# Double Barrel



## Angelskeeper (4/9/21)

Hi all,
I've always wanted a double barrel mod, but just never got around to getting one.

I've got a chance now to get my hands on V2.1 double barrel. 
Those who own one (or more) and those that have owned them, what are your opinions on them?

Reactions: Winner 5


----------



## ARYANTO (4/9/21)

I have 3, V3's , they are very durable and robust ,powerful and no nonsense ,Apparently Squid is closing ,so get one while you can .Accommodates 25mm, and under, atties with no overhang.
People had issues with the battery door but it closes properly with batt's inside .

Reactions: Like 2 | Agree 1 | Winner 2


----------



## Raindance (4/9/21)

Shelved mine due to batteries popping out at random times. Pity because it is a nice mod.

Regards

Reactions: Like 4 | Can relate 1 | Informative 1


----------



## Puff the Magic Dragon (4/9/21)

Angelskeeper said:


> Those who own one (or more) and those that have owned them, what are your opinions on them?
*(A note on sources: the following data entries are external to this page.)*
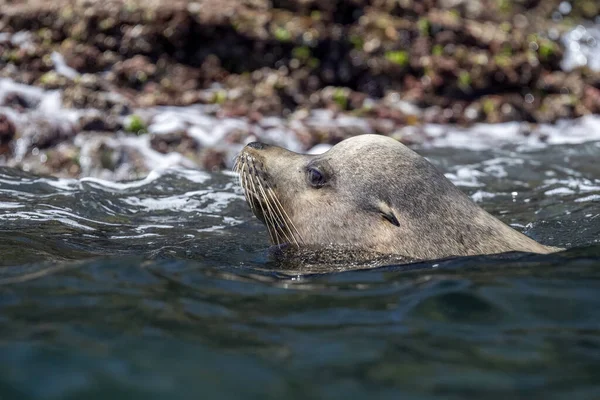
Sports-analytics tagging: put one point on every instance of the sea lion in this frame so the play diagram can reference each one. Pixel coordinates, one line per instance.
(370, 192)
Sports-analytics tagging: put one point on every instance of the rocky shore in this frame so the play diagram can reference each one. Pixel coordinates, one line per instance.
(375, 65)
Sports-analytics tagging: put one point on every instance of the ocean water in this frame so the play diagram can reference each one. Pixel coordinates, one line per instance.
(164, 288)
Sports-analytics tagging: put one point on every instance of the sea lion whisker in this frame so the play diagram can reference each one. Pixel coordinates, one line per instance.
(297, 238)
(268, 205)
(269, 223)
(247, 189)
(283, 226)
@MrGSmokeFree , You had one of these, didn't you?

Reactions: Like 1


----------



## AKS (4/9/21)

Had the V3 and loved it. Can second what @ARYANTO said,tough mod. Took a helluva beating a few times,kept going strong.Mine was stolen,but definitely one I would get again given the chance.

Reactions: Winner 3


----------



## Jengz (4/9/21)

Had the 2.1, while it worked it was the best mod I ever owned, sadly the chip died. Many faced this issue.just ensure there's no liquid damage.

Reactions: Like 1 | Agree 2


----------



## MrGSmokeFree (4/9/21)

Puff the Magic Dragon said:


> @MrGSmokeFree , You had one of these, didn't you?
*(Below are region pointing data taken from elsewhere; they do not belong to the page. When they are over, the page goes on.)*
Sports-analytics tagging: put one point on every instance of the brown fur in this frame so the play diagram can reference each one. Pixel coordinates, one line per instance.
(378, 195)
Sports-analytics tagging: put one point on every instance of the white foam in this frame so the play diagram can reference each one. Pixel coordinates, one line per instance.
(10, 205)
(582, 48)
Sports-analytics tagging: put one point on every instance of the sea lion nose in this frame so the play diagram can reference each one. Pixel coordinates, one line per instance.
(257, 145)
Yes indeed I have one and still have it. I love this mod. Never ever has it given me any troubles.( Has been dropped many times) seems I am lucky it is still going strong.

Reactions: Winner 6


----------



## Angelskeeper (4/9/21)

Thanks for the replies!
Your replies all just steered me in direction I was facing...

Reactions: Like 1 | Winner 2


----------



## Viper_SA (4/9/21)

MrGSmokeFree said:


> Yes indeed I have one and still have it. I love this mod. Never ever has it given me any troubles.( Has been dropped many times) seems I am lucky it is still going strong.
> View attachment 238412



Nice RTA

Reactions: Agree 2


----------



## Grand Guru (5/9/21)

The V4 is here

Reactions: Like 4 | Winner 1


----------



## ARYANTO (5/9/21)

Grand Guru said:


> The V4 is here



Need one ! @Intuthu Kagesi take note .

Reactions: Like 2 | Funny 1


----------



## Jengz (5/9/21)

The v2.1 was the most ergonomic shape and size, they should bring that back with this new 'aircraft grade' goete

Reactions: Like 1 | Agree 1


----------



## Intuthu Kagesi (5/9/21)

Raindance said:


> Shelved mine due to batteries popping out at random times. Pity because it is a nice mod.
> 
> Regards


There's a simple modification required to fix the problem ...
make a small cut, (half a mm deep), across the face of the latch approximately a mm away from the end using a Dremel, clean it, and rub some silicon rubber into the cut and let it set.

Reactions: Winner 2 | Informative 2 | Useful 2


----------



## shabbar (6/9/21)

kak! had 3 , all gave issues.


----------



## DerickG131 (21/12/22)

ARYANTO said:


> I have 3, V3's , they are very durable and robust ,powerful and no nonsense ,Apparently Squid is closing ,so get one while you can .Accommodates 25mm, and under, atties with no overhang.
> People had issues with the battery door but it closes properly with batt's inside .


Hey Abryanto, are you open to selling one of your V3’s?


----------